Sevgili Aydın Denge Gazetesi okurları, bugün değişik tarzda bir yazı yazmaya niyetlendim. 31 Mart seçimleri yaklaşırken mahalli seçimler eksenli yazı yazmak daha doğru olacak. Zira toplum ruhen bu seçimlere endekslenmeye başladı. Adaylarla yaptığım yazılı soru ve cevaplar serisinde, bugün aday olmayan eski bir Aydın Belediye Başkanımızla bu şehrin son on yılını beraber değerlendireceğiz. Hüseyin Aksu’dan bahsediyorum.
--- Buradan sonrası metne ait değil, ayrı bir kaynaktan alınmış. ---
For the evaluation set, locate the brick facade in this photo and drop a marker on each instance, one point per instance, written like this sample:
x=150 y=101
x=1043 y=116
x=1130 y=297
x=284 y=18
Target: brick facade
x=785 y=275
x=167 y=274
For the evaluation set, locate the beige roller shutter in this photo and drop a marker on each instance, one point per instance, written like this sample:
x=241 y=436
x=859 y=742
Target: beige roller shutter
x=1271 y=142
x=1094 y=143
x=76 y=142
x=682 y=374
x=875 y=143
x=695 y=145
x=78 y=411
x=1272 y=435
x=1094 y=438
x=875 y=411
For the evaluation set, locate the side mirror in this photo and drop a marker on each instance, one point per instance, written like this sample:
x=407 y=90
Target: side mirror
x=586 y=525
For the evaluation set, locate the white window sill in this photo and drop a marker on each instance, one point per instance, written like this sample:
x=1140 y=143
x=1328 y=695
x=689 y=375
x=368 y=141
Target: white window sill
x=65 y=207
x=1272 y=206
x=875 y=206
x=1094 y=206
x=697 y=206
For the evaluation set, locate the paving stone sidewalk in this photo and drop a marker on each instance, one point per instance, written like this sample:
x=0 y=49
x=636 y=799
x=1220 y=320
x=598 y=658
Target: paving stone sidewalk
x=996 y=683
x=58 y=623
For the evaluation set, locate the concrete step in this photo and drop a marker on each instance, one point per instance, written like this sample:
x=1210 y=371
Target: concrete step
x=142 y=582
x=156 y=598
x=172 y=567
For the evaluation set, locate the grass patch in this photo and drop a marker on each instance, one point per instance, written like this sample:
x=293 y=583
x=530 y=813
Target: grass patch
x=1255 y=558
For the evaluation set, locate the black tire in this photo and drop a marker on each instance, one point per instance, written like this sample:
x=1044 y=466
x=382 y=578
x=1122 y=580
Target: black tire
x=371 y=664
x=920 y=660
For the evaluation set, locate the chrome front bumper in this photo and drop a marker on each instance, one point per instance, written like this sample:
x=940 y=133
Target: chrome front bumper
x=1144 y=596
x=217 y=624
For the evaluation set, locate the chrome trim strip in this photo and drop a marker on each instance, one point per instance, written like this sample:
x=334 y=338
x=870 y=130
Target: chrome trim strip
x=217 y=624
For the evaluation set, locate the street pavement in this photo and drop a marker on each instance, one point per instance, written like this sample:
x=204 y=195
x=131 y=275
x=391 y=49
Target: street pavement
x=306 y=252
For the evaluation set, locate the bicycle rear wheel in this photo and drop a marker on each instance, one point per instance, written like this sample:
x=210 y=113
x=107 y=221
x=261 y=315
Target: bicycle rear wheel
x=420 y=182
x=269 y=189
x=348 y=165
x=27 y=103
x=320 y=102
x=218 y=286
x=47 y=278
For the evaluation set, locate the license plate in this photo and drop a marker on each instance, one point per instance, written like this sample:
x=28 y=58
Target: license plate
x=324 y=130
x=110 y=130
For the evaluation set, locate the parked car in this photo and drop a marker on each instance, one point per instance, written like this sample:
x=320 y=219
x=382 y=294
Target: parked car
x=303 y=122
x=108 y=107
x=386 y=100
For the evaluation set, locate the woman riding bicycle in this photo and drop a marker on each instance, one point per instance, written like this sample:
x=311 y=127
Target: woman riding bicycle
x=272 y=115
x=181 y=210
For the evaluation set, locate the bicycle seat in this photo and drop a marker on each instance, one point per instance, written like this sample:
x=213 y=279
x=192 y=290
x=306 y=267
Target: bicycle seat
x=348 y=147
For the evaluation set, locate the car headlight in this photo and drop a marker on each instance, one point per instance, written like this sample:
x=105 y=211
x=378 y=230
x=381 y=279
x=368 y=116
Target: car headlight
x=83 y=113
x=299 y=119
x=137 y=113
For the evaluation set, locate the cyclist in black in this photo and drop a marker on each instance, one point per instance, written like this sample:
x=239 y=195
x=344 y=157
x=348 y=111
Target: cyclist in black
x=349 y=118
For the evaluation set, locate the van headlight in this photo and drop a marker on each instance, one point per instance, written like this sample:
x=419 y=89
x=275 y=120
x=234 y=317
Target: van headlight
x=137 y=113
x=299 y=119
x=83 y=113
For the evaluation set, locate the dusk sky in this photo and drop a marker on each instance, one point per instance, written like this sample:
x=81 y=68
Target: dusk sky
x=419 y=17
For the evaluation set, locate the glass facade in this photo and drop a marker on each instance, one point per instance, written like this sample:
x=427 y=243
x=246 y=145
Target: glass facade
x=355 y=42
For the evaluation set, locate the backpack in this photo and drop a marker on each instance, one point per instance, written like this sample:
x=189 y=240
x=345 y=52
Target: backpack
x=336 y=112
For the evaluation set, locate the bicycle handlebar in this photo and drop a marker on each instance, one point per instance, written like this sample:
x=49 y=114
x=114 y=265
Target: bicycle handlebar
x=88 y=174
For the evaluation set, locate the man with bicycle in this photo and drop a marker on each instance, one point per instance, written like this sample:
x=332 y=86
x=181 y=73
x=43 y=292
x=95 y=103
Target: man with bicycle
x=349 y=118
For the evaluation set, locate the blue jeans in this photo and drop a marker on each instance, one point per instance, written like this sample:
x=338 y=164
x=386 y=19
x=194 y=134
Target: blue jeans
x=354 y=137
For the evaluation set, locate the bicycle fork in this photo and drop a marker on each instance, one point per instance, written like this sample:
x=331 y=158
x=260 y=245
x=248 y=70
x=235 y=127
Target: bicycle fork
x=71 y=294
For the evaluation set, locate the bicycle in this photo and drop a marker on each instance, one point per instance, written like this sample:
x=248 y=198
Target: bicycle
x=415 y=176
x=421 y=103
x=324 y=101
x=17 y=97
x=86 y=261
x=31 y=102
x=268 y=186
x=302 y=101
Sayın Aksu 1994 ve 1999 yıllarında halkımızın teveccühüyle Aydın Belediye Başkanı seçilmişti.
Ben doğma büyüme Aydınlıyım. 1960 ihtilalinden sonra Adalet Partisi'nden Aydın Belediye Başkanı seçilen Orhan Esin’den itibaren bütün başkanları bilirim. Bugüne kadar elli beş yıldan bahsediyorum sizlere. Bu elli beş yıl boyunca şehirde iz bırakan, isminden en çok bahsedilen başkanının Hüseyin Aksu olduğunu itiraf etmeliyim. Şehre yaptığı hizmetlerden tutun da imar konularına varana kadar. ODTÜ çıkışlı bir mühendis olmasının belediyecilikte büyük bir avantaj olduğu çok net belli. Yazımı fazla uzatmak istemiyorum. Soru cevaba geçmek istiyorum. İşte sorular ve cevapları:
1: Sayın Aksu, Aydın’ın son on yıllık belediyeciliğini irdelemek istiyorum. Birinci kısımda ilk beş yıllık şehir belediye başkanlığı dönemini, yani Sayın Özlem Çerçioğlu’nun Aydın Merkez belediye başkanlığını nasıl değerlendiriyorsunuz?
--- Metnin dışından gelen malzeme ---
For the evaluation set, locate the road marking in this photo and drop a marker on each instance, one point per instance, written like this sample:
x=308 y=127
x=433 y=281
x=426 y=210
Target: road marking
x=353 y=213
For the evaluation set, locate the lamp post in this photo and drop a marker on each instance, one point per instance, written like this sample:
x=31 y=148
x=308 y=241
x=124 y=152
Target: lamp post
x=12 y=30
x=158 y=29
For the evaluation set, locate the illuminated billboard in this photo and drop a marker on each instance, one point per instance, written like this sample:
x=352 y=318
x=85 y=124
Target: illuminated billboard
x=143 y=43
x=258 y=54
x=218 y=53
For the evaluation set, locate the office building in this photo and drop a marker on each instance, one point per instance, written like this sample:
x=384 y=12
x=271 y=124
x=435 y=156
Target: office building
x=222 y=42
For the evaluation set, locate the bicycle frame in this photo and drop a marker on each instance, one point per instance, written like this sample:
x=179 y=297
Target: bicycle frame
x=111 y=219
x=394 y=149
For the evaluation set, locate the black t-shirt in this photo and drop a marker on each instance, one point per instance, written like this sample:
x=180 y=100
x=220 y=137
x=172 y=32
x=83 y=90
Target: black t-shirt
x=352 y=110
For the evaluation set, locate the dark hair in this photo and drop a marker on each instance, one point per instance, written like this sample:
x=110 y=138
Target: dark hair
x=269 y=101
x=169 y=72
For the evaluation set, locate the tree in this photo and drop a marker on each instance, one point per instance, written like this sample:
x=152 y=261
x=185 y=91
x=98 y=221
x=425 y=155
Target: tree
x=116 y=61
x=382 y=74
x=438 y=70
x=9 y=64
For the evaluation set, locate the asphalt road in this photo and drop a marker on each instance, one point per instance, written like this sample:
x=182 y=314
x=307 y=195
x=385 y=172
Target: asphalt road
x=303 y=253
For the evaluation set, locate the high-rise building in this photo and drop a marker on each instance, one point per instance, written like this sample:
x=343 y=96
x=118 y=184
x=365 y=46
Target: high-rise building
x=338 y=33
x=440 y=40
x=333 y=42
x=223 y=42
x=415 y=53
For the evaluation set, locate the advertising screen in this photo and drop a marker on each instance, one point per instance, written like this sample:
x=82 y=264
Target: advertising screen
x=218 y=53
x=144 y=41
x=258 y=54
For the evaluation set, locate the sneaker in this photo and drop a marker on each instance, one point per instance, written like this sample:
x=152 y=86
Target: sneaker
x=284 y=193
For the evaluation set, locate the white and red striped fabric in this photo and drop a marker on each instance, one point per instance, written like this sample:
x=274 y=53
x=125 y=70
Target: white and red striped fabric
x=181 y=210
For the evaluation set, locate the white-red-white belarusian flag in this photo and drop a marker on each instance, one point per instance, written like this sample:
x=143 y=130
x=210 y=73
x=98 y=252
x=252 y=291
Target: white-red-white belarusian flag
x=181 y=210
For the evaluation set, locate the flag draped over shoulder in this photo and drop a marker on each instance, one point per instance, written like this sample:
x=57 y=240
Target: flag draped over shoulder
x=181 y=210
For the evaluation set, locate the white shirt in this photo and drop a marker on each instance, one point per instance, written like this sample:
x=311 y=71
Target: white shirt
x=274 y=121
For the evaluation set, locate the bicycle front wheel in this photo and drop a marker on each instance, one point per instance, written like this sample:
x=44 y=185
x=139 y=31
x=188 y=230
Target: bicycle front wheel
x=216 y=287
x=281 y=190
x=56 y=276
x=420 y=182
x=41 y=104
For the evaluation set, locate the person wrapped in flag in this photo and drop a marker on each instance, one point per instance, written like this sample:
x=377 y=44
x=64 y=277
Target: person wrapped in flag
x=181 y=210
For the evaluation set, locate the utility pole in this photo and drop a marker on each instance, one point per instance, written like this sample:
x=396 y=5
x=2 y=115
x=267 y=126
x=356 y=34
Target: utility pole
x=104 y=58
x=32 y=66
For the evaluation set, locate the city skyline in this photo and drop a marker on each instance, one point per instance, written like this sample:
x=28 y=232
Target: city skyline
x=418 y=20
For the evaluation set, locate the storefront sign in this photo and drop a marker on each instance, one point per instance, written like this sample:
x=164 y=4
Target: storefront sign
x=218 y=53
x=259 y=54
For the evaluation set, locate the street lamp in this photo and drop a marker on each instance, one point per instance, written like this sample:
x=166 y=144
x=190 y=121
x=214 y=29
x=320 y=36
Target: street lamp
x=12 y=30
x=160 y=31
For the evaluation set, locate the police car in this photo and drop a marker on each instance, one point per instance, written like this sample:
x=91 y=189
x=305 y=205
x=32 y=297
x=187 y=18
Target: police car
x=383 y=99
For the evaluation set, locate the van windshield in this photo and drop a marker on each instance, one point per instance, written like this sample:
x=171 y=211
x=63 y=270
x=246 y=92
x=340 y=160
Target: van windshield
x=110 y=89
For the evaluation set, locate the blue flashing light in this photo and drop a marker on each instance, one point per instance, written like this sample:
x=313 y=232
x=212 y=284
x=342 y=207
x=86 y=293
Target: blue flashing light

Aksu: Eski Aydın kenti dar bir alanda idi. Başkan seçilirken biz şehrin bütün problemlerini çözmüştük sonucunda. Ben görevden ayrılmadan önce başkan Ortekin tarafından kasten ihmal edilmişti. Bunların içinde yuvarlak belediye hizmet binası, 1999'da Türkiye’nin en büyük kentsel dönüşüm projesi olan Aykonut projesi, şehir içindeki ulaşım ve trafik, Çevre Yolu, Egemenlik Bulvarı, Turgut Özal Bulvarı'nın GSİ’ye kadar uzatılması, merkezde yapılacak olan en az beş bin kapasiteli otopark, demiryolu trafiğini güvenli hale getirecek üç adet battı çıktı, yeni otobüs terminalinin yapılması. Bu projeleri bir rapor halinde başkan seçildiği zaman Sayın Çerçioğlu’na sunduk. Bunların hepsine el attı ancak bu projeleri yanlış bir biçimde uyguladı. Örneğin battı çıktı Atatürk Bulvarı'ndaki demiryolunun altından geçecekti. Yanlış istikamette yaptı bunu. Otobüs garajını otobanın Muğla çıkışına yapması gerekirken Menderes köprüsüne yakın arıtma tesisinin yanında, yeterli büyüklükte olmayan kötü bir mimarı projeyle yanlış yere yaptı. Az önce çizdiğim Belediye Hizmet Binası'nınsa baştan dört katını iptal etti. Binanın dış cephesini değiştirip ana girişini yan tarafa kaydırarak projemizi allak bullak etti. Aydın’ın ana bulvarı olarak planladığımız Egemenlik Bulvarını'ysa tabiri caizse rezil etti. Eskişehir’e özenip kayık yüzdüreceğim diye bırakın bulvar açmayı, caddeyi bile bozdu. Sonucunda daracık sokağa dönüştürdü bu bulvarı.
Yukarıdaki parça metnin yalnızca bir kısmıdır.